Now that we have a selection of scoring models and the freedom to extend them we can tailor the scoring function exactly to our needs. Let’s look at a specific usecase – custom boosting. Imagine you indexed websites and calculated a pagerank but Lucene’s index-time boosting mechanism is not flexible enough for you, you could use IndexDocValues to store the page rank. First of all you need to get your data into Lucene ie. store the PageRank into a IndexDocValues field, Figure 1. shows an example.

IndexWriter writer = ...;
float pageRank = ...;
Document doc = new Document();
// add a standalone IndexDocValues field
IndexDocValuesField valuesField = new IndexDocValuesField("pageRank");
valuesField.setFloat(pageRank);
doc.add(valuesField);
doc.add(...); // add your title etc.
writer.addDocument(doc);
writer.commit();

Figure 1. Adding custom boost / score values as IndexDocValues

Once we have indexed our documents we can proceed to implement our Custom Similarity to incorporate the page rank into the document score. However, most of us won’t be in the situation that we can or want to come up with a entirely new scoring model so we are likely using one of the already existing scoring models available in Lucene. But even if we are not entirely sure which one we going to be using eventually we can already implement the PageRankSimilarity. (see Figure 2.)

public class PageRankSimilarity extends Similarity {

private final Similarity sim;

  public PageRankSimilarity(Similarity sim) {
    this.sim = sim; // wrap another similarity
  }

  @Override
  public ExactDocScorer exactDocScorer(Stats stats, String fieldName,
      AtomicReaderContext context) throws IOException {
    final ExactDocScorer sub = sim.exactDocScorer(stats, fieldName, context);
    // simply pull a IndexDocValues Source for the pageRank field
    final Source values = context.reader.docValues("pageRank").getSource();

    return new ExactDocScorer() {
      @Override
      public float score(int doc, int freq) {
        // multiply the pagerank into your score
        return (float) values.getFloat(doc) * sub.score(doc, freq);
      }
      @Override
      public Explanation explain(int doc, Explanation freq) {
        // implement explain here
      }
    };
  }
  @Override
  public byte computeNorm(FieldInvertState state) {
    return sim.computeNorm(state);
  }

  @Override
  public Stats computeStats(CollectionStatistics collectionStats,
                float queryBoost,TermStatistics... termStats) {
    return sim.computeStats(collectionStats, queryBoost, termStats);
  }
}

Figure 2. Custom Similarity delegate using IndexDocValues

With most calls delegated to some other Similarity of your choice, boosting documents by PageRank is as simple as it gets. All you need to do is to pull a Source from the IndexReader passed in via AtomicReaderContext (Atomic in this context means is a leave reader in the Lucene IndexReader hierarchy also referred to as a SegmentReader). The IndexDocValues#getSource() method will load the values for this field atomically on the first request and buffer them in memory until the reader goes out of scope (or until you manually unload them, I might cover that in a different post). Make sure you don’t use IndexDocValues#load() which will pull in the values for each invocation.

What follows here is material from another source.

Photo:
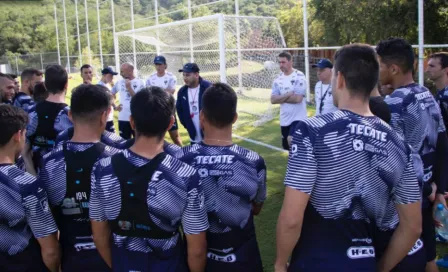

Can I use this in Apache Solr?

Apache Solr lets you already define custom similarities in its schema.xml file. Inside the <type> section you can define a custom similarity per <fieldType> as show in Figure 3 below.

<fieldType name="text" class="solr.TextField">
  <analyzer class="org.apache.lucene.analysis.standard.StandardAnalyzer"/>
  <similarity class="solr.BM25SimilarityFactory">
    <float name="k1">1.2</float>
    <float name="b">0.76</float>
  </similarity>
</fieldType>

Figure 3. Using BM25 Scoring Model in Solr

Unfortunately, IndexDocValues are not yet exposed in Solr. There is an issue open aiming to add support for it without any progress yet. If you feel like you can benefit from IndexDocValues and all its features and you want to get involved into Apache Lucene & Solr feel free to comment on the issue. I’d be delighted to help you working towards IndexDocValues support in Solr!

What is next?

I didn’t decide on what is next in this series of posts but its likely yet another use case for IndexDocValues like Grouping and Sorting or we are going to look closer into how IndexDocValues are integrated into Lucene’s Flexible Indexing.